Unlocking the Potential of Weighting Methods in Federated Learning through Communication Compression¶

Conference: ICLR 2026
OpenReview: https://openreview.net/forum?id=zOWljZMbCm
Code: None
Area: Federated Learning / Distributed Optimization / Communication Compression
Keywords: Weighted Federated Learning, Communication Compression, Saddle Point Problem, DIANA, Optimistic Extra-gradient

TL;DR¶

This paper proposes ADI (Agnostic DIANA), which embeds "DIANA-style differential compression" into the solving of the agnostic weighted federated learning saddle point problem. This makes the two previously incompatible paths—"automatic weighting" and "communication compression"—simultaneously viable for the first time. By using a \(\min_\theta\max_\pi\) weighting framework to combat data heterogeneity while only uploading compressed differential vectors and a scalar loss, it breaks the communication bottleneck. Theoretically, it covers exact gradient, stochastic gradient, and partial participation scenarios; experimentally, it achieves better convergence than pure compression baselines on heterogeneously partitioned CIFAR-10.

Background & Motivation¶

Background: The standard objective of federated/distributed learning is \(\min_\theta f(\theta)=\frac{1}{M}\sum_{i=1}^M f_i(\theta)\), treating all devices equally. However, node data is naturally heterogeneous (varying in volume, category distribution, and noise levels). Consequently, "weighting methods" emerged—rewriting the objective as \(\min_\theta \sum_i \pi_i f_i(\theta)\) to assign large weights to clients with clean/unique data and small weights to noisy ones. One of the most elegant branches is agnostic (adversarial) weighting: \(\min_\theta \max_{\pi\in\Lambda} \sum_i \pi_i f_i(\theta)\), where weights are automatically selected during training, and the server only needs to extra-know the scalar loss \(f_i(\theta)\) for each node, adding almost no communication.

Limitations of Prior Work: While weighting methods have attractive iteration complexity, they completely ignore the other core obstacle in federated learning—the communication bottleneck. Each round needs to synchronize \(d\)-dimensional local gradients or model states, a step that can be expensive enough to offset all parallelization gains. In other words, weighting methods only solve "heterogeneity" but not "communication cost," making them impractical for real-world systems in isolation.

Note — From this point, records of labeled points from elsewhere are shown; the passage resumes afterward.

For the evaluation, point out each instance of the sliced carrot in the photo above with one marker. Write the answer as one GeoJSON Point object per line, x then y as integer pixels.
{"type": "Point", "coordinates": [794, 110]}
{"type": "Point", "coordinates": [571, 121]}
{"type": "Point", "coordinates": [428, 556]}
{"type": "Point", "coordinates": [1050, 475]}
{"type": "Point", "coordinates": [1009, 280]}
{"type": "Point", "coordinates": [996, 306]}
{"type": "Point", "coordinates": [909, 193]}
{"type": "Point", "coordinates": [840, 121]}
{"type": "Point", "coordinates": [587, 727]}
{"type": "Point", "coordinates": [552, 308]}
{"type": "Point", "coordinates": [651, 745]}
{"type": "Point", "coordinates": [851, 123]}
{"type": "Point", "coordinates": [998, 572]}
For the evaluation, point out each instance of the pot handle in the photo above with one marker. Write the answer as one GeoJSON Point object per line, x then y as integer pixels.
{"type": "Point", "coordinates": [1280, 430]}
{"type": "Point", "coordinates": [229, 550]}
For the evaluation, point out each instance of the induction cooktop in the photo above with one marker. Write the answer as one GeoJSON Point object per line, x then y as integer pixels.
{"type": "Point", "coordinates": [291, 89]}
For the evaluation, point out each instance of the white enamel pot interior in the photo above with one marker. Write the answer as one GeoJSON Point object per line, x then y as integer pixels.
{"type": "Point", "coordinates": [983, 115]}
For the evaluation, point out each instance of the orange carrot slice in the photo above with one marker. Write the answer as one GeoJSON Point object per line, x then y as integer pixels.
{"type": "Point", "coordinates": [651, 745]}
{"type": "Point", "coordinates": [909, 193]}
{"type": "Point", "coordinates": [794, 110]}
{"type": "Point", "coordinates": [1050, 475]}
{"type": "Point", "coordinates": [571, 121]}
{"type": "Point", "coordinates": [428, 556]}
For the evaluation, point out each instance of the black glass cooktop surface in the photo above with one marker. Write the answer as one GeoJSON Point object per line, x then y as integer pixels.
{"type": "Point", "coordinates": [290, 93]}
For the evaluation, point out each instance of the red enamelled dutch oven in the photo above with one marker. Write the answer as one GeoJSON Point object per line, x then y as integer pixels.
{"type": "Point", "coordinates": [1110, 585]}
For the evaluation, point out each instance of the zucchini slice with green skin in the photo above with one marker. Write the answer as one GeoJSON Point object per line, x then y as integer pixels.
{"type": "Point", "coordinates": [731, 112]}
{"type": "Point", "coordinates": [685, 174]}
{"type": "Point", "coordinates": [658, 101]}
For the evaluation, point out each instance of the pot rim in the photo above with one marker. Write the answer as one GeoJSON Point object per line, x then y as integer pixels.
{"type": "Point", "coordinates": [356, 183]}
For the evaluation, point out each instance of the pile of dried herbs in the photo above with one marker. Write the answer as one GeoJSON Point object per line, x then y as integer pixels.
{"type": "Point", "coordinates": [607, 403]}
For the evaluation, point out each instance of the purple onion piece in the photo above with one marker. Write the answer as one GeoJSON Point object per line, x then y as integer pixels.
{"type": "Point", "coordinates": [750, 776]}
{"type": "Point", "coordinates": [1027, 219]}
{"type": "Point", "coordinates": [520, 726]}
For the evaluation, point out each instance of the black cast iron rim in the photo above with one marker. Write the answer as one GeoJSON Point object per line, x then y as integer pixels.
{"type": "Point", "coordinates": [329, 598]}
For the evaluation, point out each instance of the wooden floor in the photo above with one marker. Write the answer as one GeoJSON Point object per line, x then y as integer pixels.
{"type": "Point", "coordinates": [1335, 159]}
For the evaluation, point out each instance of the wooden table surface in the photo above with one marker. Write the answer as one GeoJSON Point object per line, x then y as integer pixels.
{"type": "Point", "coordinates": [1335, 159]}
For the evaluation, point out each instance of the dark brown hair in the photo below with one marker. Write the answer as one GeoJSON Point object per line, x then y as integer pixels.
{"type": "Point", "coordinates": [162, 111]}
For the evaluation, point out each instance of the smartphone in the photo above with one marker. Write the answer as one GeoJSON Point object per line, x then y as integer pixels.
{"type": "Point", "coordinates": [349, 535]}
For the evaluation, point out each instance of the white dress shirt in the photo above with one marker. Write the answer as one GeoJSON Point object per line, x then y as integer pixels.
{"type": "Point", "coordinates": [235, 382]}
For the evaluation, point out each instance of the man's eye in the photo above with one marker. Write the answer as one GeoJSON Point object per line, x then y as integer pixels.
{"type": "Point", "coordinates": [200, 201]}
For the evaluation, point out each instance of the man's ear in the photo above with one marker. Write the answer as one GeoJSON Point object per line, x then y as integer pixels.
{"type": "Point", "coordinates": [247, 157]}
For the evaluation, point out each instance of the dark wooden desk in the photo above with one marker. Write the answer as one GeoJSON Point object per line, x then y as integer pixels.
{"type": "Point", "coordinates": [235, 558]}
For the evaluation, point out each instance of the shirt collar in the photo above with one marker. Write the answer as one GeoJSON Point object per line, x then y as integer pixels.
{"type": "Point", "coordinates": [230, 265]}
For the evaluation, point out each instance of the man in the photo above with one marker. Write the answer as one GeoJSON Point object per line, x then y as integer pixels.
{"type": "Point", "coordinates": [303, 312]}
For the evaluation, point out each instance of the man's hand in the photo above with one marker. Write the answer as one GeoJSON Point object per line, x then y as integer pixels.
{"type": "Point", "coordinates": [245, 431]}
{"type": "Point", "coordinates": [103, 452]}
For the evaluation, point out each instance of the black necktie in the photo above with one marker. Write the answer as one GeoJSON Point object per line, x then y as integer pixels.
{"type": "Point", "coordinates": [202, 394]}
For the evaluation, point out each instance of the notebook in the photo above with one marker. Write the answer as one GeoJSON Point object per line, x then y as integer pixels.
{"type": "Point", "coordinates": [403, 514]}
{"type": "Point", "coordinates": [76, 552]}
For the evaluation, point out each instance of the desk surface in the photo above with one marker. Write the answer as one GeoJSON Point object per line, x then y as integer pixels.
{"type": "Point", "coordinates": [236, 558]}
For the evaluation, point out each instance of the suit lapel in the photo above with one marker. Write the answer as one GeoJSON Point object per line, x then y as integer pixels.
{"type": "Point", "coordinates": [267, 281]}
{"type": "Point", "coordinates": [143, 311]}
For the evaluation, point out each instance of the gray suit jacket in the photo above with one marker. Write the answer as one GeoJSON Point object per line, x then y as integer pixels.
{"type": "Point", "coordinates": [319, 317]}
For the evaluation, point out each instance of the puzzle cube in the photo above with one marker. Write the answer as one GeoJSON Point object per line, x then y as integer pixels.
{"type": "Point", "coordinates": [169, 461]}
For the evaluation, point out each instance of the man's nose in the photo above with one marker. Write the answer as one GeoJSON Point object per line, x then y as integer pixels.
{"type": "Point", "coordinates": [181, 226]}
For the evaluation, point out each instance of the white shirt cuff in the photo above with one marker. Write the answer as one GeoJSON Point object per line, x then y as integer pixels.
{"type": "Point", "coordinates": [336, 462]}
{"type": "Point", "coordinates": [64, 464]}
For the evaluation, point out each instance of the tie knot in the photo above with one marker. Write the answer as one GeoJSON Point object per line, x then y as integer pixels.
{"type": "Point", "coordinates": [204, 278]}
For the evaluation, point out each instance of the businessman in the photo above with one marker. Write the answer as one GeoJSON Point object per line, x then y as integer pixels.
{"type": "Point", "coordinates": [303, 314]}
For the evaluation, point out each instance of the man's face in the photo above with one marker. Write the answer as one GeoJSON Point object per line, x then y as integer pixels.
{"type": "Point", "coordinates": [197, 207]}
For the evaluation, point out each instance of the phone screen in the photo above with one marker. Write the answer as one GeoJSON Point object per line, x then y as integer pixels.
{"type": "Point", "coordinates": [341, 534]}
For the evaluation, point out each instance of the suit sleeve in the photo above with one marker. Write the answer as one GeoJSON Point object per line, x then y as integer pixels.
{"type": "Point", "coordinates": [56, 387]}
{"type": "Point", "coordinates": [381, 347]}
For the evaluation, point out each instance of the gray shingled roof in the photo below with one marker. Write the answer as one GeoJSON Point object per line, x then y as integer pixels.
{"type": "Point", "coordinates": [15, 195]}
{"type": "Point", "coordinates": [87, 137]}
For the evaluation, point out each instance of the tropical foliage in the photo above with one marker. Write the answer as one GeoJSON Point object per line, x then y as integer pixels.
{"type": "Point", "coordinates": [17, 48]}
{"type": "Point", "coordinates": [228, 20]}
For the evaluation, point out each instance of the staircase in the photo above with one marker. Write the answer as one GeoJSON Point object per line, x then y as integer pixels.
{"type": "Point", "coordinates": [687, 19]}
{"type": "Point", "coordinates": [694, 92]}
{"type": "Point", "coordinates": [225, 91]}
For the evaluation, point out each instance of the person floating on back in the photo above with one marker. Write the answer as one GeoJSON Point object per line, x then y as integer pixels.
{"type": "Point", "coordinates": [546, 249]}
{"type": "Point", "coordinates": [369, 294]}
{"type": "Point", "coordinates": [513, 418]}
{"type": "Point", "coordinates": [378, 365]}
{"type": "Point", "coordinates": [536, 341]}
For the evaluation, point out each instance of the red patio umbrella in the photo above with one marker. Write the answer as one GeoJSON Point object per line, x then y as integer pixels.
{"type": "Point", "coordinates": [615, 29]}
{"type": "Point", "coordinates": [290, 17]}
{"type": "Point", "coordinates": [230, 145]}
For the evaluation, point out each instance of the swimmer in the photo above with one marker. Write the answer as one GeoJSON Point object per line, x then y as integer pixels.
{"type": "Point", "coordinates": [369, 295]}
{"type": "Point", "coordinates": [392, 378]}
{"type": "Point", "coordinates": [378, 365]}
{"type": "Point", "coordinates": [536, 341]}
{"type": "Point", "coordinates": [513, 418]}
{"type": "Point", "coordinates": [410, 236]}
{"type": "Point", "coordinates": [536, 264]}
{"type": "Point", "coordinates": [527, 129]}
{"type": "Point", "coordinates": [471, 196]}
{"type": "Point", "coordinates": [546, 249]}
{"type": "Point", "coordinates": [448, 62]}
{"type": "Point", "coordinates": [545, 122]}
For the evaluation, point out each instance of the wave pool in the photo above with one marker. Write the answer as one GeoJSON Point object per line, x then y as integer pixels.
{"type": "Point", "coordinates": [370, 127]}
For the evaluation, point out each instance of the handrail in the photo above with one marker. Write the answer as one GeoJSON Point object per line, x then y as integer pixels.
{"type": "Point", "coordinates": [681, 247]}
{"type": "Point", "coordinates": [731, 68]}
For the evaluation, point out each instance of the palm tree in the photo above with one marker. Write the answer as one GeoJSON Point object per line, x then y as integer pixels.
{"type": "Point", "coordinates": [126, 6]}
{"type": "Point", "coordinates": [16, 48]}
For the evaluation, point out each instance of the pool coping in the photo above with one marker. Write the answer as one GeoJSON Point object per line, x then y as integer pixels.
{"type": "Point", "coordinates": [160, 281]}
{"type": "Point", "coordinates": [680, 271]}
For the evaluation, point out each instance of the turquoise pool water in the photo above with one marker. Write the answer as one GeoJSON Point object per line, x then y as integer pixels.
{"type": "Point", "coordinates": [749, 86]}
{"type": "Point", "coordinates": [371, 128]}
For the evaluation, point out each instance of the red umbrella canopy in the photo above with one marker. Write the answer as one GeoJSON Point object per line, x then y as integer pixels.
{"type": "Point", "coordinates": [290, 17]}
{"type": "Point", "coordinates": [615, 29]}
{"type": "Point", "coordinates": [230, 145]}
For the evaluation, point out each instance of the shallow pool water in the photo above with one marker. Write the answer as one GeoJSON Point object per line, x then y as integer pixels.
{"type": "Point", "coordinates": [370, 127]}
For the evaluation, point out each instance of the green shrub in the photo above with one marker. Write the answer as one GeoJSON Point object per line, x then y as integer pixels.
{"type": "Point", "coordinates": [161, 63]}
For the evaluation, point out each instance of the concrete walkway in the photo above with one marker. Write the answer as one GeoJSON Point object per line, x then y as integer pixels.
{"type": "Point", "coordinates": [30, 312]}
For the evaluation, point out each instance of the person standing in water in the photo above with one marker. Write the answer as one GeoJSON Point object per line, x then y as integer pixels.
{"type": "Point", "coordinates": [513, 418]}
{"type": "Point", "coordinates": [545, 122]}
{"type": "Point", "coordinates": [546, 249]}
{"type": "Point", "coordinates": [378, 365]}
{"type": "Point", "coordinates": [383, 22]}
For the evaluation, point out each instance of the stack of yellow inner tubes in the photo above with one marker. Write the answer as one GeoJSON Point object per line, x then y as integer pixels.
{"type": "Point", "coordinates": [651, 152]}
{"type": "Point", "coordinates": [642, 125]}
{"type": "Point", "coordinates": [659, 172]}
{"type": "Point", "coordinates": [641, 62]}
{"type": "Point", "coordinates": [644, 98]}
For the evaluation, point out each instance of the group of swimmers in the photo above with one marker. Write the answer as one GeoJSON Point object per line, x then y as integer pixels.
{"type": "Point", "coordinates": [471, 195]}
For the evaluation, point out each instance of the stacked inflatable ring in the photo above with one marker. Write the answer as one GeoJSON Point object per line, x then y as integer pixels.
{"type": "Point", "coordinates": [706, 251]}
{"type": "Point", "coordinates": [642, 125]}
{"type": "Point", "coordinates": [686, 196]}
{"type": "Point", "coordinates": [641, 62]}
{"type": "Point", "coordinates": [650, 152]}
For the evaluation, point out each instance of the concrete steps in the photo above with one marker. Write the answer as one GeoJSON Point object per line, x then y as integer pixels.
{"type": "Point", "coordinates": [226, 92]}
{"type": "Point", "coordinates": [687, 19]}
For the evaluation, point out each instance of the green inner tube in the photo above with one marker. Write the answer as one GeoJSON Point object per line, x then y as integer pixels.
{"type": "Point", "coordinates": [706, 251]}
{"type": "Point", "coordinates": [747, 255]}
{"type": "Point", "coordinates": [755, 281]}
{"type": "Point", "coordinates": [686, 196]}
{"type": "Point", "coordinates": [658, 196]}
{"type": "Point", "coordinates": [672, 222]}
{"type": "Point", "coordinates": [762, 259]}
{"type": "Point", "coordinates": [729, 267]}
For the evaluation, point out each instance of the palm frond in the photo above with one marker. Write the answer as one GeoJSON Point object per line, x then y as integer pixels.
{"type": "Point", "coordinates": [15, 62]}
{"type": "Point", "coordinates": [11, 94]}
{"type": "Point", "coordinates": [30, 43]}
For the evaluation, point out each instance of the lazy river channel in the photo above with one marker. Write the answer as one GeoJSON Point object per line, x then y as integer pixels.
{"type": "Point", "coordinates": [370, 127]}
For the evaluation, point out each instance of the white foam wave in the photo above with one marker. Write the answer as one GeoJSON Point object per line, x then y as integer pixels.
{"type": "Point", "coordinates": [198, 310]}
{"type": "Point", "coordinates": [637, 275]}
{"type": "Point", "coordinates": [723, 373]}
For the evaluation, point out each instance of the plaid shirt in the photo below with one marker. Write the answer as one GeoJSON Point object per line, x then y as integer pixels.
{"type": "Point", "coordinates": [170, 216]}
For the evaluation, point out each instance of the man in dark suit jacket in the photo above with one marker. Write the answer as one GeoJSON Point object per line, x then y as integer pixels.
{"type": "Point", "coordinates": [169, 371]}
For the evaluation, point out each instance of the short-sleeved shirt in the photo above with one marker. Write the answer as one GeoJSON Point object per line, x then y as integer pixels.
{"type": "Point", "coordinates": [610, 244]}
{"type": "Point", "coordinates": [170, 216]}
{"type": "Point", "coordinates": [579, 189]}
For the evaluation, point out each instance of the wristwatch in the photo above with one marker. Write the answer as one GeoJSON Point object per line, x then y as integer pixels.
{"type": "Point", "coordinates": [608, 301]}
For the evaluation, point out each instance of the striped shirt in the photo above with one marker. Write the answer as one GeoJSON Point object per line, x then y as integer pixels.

Key Challenge: Although communication compression (e.g., RandK / TopK / quantization) can slash upload costs, it is "incompatible" with agnostic weighting. First, agnostic weighting is essentially a saddle point problem (SPP) rather than a classic minimization; the vast majority of compression algorithms (QSGD, EF21, MARINA, DASHA) are designed for minimization, making their analyses non-transferable. Second, the distortion of unbiased compressors scales with the input norm—directly compressing local gradients near the optimum injects non-eliminable noise, leading to irreducible variance terms theoretically and severe oscillation near the solution in practice.

Goal: To answer a specific question—can weighting-based methods be effectively combined with communication compression? That is, to introduce compression into the saddle point framework while providing convergence guarantees for exact gradient, stochastic oracle, and partial participation scenarios.

Key Insight: The authors leverage the key trick of DIANA—instead of compressing the gradient itself, they compress the "difference between the gradient estimate and the local memory state." Since this difference tends to zero along with the step size near the optimum, compressing this quantity does not introduce non-eliminable noise. By porting this mechanism into the saddle point solver, one can enjoy cheap communication without breaking the convergence to the exact solution.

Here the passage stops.